Devotions

Traditions, Troubles, Trials & Tears

It’s New Years Eve. We don’t have many traditions with holidays and definitely not with New Years Eve. It’s just another night and I don’t stay up late any night so won’t be watching the new year come in. Tonight, could be different.

There is something about watching something leave that you are frustrated with that gives one a feeling inside of satisfaction. When we bought our cabin there were lots of “stuff” left there. Did I want it? NO! So Tyler had a fun day of burning junk. It felt good to watch it burn. We had a couple old chairs that had been around since 1810. They were worthless. They got burned. Even a car or two that we sold, especially one that had bad memories for me, was nice to watch it go out the driveway. Repainting a wall that was an awful green color, giving away the old corduroy jeans I found in Jim’s closet when we first got married. (Well I did wait a year and when he hadn’t wore them, they left) There is something rewarding about watching the things that trouble you leave.

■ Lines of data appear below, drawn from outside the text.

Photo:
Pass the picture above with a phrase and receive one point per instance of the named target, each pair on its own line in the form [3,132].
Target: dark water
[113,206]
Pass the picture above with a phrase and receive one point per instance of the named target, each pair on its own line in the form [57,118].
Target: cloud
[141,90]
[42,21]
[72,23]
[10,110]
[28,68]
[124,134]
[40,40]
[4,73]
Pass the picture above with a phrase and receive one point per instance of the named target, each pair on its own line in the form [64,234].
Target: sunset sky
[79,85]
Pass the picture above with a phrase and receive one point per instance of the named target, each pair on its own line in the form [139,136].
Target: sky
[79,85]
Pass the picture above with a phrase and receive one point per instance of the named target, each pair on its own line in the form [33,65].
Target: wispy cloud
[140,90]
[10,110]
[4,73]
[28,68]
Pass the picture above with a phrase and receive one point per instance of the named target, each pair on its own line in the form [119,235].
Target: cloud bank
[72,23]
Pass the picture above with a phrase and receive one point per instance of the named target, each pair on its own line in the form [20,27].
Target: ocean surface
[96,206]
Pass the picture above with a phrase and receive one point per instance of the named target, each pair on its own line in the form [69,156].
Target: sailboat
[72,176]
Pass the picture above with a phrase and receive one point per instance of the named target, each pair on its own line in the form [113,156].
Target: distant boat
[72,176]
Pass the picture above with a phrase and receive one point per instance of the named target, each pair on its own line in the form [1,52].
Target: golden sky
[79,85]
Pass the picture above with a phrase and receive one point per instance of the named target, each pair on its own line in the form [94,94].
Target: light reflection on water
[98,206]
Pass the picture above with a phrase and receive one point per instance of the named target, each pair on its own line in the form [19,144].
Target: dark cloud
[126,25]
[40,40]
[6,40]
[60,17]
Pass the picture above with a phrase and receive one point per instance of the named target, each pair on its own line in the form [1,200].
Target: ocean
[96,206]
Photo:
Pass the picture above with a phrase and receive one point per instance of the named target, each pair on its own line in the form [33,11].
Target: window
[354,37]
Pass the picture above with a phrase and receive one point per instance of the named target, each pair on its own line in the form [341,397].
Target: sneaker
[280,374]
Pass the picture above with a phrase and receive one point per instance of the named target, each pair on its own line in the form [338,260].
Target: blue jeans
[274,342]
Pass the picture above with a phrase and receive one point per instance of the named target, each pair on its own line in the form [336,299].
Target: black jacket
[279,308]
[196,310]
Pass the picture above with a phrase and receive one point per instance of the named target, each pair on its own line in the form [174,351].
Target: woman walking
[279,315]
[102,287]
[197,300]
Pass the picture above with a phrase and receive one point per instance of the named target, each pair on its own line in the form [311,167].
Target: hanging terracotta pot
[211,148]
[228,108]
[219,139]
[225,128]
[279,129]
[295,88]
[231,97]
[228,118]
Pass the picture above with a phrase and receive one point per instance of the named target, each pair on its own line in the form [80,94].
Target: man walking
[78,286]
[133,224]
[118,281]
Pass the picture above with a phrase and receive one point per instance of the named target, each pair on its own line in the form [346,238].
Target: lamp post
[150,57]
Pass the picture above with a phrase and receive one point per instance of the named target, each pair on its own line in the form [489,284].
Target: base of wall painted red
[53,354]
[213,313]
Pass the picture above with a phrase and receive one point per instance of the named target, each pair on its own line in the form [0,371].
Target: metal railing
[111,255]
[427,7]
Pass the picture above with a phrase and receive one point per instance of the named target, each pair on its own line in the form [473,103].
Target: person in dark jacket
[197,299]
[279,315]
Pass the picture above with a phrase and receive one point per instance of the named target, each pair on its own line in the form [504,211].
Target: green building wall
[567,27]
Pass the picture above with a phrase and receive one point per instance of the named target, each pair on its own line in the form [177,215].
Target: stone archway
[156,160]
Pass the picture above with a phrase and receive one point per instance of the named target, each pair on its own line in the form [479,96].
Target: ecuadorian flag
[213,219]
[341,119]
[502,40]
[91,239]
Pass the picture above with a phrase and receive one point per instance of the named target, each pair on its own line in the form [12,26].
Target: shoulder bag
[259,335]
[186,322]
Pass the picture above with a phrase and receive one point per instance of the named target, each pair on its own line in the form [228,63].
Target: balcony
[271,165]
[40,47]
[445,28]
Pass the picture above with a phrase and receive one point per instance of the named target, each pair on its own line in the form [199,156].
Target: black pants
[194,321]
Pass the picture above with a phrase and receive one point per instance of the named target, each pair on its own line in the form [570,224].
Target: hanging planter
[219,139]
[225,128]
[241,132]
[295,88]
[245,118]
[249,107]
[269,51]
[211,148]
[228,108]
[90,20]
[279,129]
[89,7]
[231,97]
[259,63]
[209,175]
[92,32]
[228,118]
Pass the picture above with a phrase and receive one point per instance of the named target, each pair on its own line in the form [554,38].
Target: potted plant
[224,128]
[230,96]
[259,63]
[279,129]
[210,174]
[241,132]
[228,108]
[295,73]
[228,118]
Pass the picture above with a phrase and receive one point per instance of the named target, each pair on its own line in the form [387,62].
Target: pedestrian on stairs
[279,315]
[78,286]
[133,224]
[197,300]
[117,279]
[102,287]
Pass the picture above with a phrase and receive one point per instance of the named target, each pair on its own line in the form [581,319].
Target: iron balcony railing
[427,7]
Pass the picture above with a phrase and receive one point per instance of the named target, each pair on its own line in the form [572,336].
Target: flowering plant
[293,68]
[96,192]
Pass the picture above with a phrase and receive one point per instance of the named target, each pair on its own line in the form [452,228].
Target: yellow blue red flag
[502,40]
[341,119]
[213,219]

This year has been a trial. In many ways it’s been a year of challenge, mole hill turned mountain issues and that doesn’t even count Covid. It’s been a year of change, some good, some good turned sour, and trials that stress the heart. This is normal in life. The little rain that must fall quote, kind of turned into torrential downpours. And yet, if I hadn’t told you that, you may have never thought that life was a challenge. We were taught to make lemonade out of lemons. Figure out a way to deal with the stuff that gets in your way and most of all, find good you can do when you feel like crying. There will come the tears. We have buried several people this year that were special. It wasn’t Covid for most of them, it was life which eventually brings death. That’s not a surprise. Before 2020, people died. We all are. It’s how you handle the transition. Perhaps one of my favorite memories of the year involved a funeral and a burial high on a hill in Wisconsin. For you see amid tears, there are some beautiful things waiting to be seen if you don’t let the tears from looking up. I know it’s hard to cry and look up. Tears make everything look blurry. However, Psalm 126:5 reminds us that if we sow with tears we will reap with joy. In my limited way of seeing life, I know that when tears come the soil of my heart is moistened and I feel deeper, reach out to people and love more. Tears are like a fertilizer to grow toward each other.

So this year, I may stay up tonight and see the New Year in, or I may just fall into bed like we did last night, tired. We put a ceiling up in our newly vaulted room and we were tired. Today we finish the ceiling and start on the floor. The 21 packages of flooring are in the back of the truck sitting in the shop waiting! I may make a list of my top 20 things for 2020, and then maybe I won’t. Maybe I will make a list of the 20 things I have learned from 2020. I may find 20 pictures I took that make me go “ah” or I may just look at the calendar and say maybe next year. What I know I will do is to be thankful that I in the midst of a pandemic, have a faith and a future. Faith that walks me hand in hand with the creator of the universe, and a future that gives me hope that it’s not about what happens down here that defines me, but that God calls me his child.

Oh yes, and I have instead of cool dice hanging from my rear view window, I have masks! That pretty much defines the year with the variety I have dangling to remind me when I leave the car take one. It doesn’t work: more times than not I walk back to my car to get one when I get to the door of Kwik Trip, but I am not alone. The lady with her sweatshirt pulled up in an odd position reminds me we are all in this together and laughing at the everyday things we find in life somehow makes traditions, troubles, trials and tears a little bit easier!